Reputation: 5789
I'm new to Ruby on Rails and I'm doing http://ruby.railstutorial.org right now.
From what I understand the language is supposed to follow this DRY standard wery strictly but it's so WET when it comes to test driven development in this tutorial.
For example
it { should have_link('Users', href: users_path) }
it { should have_link('Profile', href: user_path(user)) }
it { should have_link('Settings', href: edit_user_path(user)) }
it { should have_link('Sign out', href: signout_path) }
Here we have lots of rows that almost looks the same.
I'we tried this
it "should have following links from this array" do
[
['Users', href: users_path],
['Profile', href: user_path(user)],
['Settings', href: edit_user_path(user)],
['Sign out', href: signout_path]
].each { |a| page.should have_link(a[0], a[1]) }
end
This code works but it's looks ugly and it's more rows.
So I want to know if it's an better way to add an array to have_link method.
I now have a great idea but I don't know how to make it work.
This is my helper (it does not look like it did when i created this question. It is edited after an answer from Michaël Witrant)

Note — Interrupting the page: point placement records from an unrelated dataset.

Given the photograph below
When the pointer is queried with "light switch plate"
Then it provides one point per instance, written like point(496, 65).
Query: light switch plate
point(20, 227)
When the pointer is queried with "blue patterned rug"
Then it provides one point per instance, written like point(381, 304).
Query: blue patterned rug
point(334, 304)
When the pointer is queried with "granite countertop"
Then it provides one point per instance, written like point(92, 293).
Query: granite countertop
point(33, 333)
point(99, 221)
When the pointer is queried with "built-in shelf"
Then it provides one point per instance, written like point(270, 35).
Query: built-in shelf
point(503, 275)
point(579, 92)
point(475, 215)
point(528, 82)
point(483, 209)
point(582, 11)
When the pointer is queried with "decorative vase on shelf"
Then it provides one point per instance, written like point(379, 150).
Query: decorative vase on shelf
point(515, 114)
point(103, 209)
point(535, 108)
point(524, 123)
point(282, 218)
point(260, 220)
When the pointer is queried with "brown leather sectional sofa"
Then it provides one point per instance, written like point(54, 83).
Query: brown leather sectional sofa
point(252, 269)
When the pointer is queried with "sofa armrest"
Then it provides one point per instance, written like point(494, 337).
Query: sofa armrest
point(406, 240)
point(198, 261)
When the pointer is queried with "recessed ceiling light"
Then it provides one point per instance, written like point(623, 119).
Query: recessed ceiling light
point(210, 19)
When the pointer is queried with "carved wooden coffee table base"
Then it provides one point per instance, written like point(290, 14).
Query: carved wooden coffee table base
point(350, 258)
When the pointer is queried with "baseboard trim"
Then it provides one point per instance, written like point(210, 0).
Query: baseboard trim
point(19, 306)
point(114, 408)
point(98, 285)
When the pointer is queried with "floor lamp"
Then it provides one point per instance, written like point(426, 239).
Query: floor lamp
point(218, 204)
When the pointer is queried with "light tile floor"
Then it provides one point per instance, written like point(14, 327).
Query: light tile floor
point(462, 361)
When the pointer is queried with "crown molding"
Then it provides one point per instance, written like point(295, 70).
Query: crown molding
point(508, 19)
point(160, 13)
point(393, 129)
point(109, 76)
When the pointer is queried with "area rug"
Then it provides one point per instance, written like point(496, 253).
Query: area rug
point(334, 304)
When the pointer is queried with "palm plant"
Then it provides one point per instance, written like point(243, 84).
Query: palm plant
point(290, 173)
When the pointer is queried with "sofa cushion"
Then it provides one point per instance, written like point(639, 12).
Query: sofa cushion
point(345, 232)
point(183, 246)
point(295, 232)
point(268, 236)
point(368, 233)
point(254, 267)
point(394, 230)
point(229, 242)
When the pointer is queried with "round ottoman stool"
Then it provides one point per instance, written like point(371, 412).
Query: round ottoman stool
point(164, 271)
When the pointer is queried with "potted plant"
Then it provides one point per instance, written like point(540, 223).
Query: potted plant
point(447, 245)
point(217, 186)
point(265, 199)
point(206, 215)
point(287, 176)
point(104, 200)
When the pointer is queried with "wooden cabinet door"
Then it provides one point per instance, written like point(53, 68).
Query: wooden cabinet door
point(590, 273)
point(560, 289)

RSpec::Matchers.define :have_these_links do |*links|
match do |actual|
links.each do |link|
have_link(link.first, link.extract_options!).matches?(actual)
end
end
end
and this should now be my test
it { should have_these_links(['Users', href: users_path],
['Profile', href: user_path(user)],
['Settings', href: edit_user_path(user)],
['Sign out', href: signout_path]) }
So this works but it's not user friendly. When I run the test and I have an link does not exist on the page it tells me that I do not have these links. But I will be able to make the helper tell me which link I'm missing. This is my error code
expected #<Capybara::Session> to have these links ["Users", {:href=>"/users"}], ["Test Link", {:href=>"/Does_not_exist"}], and ["Profile", {:href=>"/users/991"}]
# ./spec/requests/authentication_pages_spec.rb:42:in `block (4 levels) in <top (required)>'
Upvotes: 4
Views: 3421
Reputation: 1827
You can write a custom matcher, but I think thats not the idea of tests and DRY.
In the code, the DRY mantra encourages to keep every piece of knowledge of your software in a unique and unambiguous place. That is not the goal of the specs. The goal of the specs is to poof the correctness of a software in a explicit and easy to read way.
Repeat
it { should have_link('Users', href: users_path) }
if far more readable and easy to read than declaring and array of [text, url] and iterate over them, even inside some kind of custom matcher.
In test you should prefer readability over conciseness.
Upvotes: 7
Reputation: 7714
To define custom matchers you can read this feature and some inspiration.
And write something like that:
RSpec::Matchers.define :have_links do |expected|
match do |actual|
expected.all? do |name, options|
have_link(name, options).matches?(actual)
end
end
end
But IMO, your first try is the best way to write it: clean and easy to read.